Rust and Bone (Jacques Audiard, 2012)
Most attention has been given to Marion Cotillard's magnificent performance, and for good reason: it's quite the feat of acting. But much has also been written about its meandering narrative, and usually in the negative -- which I must disagree with. Here are my quickly typed out notes immediately after the film, with some expansion.
-Chilly realism, beautifully shot: highlights include the movements of humans, water and whales in the bravura MarineLand sequence; sunlight dappling off of the reflective surface of water and through trees above; the multitude of shots of the body in action.
-Audiard is not so much interested in telling tightly scripted narratives as he is in a pseudo-realist mode of the quiet moments of everyday life interspersed with crunching violence; while it may seem stretched out for some audiences, those that are game will find beauty and depth. The film is unsentimentally understanding of its broken characters, and manages to find romance even as it avoids, and even shuns, romanticism.
-Audiard's cinema is a physical one, something we also experienced with the brutality of Un prophète. Here, we find a film preoccupied with physical exertion: blood, skin, sensation, sights and sounds, muscle and bones crunching, bloodied surfaces of snow, ice and glass, bubbling bloody spit, bloody water, broken skin from punches and thrown champagne glasses, a tooth falling to the ground. It is a film that attempts to capture the desire to feel, touch, dance and move: swimming, boxing, fucking.
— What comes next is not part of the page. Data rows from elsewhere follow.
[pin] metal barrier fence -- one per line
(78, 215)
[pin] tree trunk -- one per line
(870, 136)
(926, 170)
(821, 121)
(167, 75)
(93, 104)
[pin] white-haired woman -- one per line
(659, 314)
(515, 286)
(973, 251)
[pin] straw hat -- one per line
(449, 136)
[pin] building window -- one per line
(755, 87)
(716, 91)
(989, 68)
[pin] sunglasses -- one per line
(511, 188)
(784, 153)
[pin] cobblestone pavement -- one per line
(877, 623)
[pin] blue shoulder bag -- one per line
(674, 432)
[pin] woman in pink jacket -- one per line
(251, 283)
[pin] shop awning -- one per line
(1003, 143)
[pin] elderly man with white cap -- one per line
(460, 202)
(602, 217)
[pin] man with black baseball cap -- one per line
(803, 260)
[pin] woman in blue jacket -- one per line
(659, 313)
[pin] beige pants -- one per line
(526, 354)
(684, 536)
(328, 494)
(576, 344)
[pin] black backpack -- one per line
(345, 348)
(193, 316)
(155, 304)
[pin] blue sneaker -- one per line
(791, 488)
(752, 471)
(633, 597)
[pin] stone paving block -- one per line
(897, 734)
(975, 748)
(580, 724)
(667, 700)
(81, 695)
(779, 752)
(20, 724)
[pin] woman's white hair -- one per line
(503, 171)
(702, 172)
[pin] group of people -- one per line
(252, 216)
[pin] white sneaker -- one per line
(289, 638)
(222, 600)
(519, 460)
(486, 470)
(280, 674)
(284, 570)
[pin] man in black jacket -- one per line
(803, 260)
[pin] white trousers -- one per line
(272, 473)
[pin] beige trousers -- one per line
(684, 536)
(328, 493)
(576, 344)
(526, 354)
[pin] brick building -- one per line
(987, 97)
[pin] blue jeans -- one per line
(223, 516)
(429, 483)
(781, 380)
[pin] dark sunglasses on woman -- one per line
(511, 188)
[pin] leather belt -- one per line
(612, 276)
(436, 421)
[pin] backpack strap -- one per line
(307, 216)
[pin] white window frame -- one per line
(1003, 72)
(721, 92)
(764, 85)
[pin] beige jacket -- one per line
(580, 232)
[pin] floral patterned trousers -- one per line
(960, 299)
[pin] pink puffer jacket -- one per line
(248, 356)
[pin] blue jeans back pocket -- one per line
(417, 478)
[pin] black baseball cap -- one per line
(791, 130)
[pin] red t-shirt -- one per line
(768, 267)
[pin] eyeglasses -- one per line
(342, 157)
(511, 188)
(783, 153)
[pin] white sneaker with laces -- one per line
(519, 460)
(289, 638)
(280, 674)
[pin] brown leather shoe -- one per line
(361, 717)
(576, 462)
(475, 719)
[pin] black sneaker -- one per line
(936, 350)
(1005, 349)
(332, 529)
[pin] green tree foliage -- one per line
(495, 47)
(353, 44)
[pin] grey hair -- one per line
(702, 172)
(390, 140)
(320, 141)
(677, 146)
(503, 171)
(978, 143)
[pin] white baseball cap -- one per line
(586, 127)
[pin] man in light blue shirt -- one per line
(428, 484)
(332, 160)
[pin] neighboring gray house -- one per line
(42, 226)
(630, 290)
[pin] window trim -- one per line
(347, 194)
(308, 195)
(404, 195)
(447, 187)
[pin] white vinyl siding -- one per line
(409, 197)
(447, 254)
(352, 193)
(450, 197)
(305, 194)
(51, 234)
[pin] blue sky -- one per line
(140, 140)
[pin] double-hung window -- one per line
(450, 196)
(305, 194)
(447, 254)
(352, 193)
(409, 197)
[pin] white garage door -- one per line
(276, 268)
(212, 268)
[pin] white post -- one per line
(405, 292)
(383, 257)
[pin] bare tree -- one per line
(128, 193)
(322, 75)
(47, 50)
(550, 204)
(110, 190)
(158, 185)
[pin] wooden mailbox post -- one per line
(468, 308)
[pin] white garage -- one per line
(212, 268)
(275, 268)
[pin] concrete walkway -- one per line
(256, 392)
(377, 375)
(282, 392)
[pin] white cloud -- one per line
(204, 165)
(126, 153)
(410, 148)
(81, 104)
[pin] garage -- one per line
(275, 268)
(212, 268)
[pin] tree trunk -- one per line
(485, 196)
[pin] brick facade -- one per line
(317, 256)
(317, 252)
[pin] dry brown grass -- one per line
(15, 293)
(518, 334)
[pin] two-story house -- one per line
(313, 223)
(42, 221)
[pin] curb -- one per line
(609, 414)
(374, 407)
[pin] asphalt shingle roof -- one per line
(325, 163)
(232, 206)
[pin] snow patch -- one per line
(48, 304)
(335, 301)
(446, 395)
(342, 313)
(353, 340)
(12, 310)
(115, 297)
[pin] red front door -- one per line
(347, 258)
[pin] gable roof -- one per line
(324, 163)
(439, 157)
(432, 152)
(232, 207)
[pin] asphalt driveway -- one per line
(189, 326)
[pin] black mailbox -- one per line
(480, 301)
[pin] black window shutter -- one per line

We simultaneously see the commodification of the body in contemporary France, as security cameras capture forbidden movements and actions of employees, whose menial jobs in chain stores are utterly without meaningful physical sensation or even exertion, or as with Stephanie's career as a marine animal trainer, the choreography of bodies (both animal and human) becomes a tacky spectacle set to Katy Perry. Ali, when he first meets Stephanie at the dance club the Annex, says that she dresses like a whore and doesn't quite understand her desire to simply go to the bar and dance. But Ali is generally indifferent to the gravity of his physicality: sex is the fleeting pleasure of one night stands, fighting a cheap way to spend excess energy and get quick money.
-I disliked the choices of music, but am unsure whether or not the selection of bland pop and boring, misty-eyed indie twee was a conscious decision or not.
-Matthias Schoenaerts' performance has been unfairly ignored, shadowed by the behemoth of Cotillard's international celebrity. His Ali is a complex mixture of goofy man-child sympathy and near-antagonistic imperfections, a bubbling concoction of masculine violence and attempts at fatherly responsibility. Audiard doesn't try to make his lead character likeable in any conventional sense, as Ali stumbles in his journey. Like most men, he makes mistakes, finds his temper flare and lets his immediate desires occasionally take over: but Cotillard's Stephanie isn't the magical saviour of grace and angelic perfection that most narratives would have her be, either. She struggles with depression and has her own flares of anger -- but nevertheless is a strong woman. Their chemistry is undeniable even as it's imperfect, and the scenes of Ali carrying Stephanie to and from the sea are some of the most beautiful and rousing images captured on camera in 2012.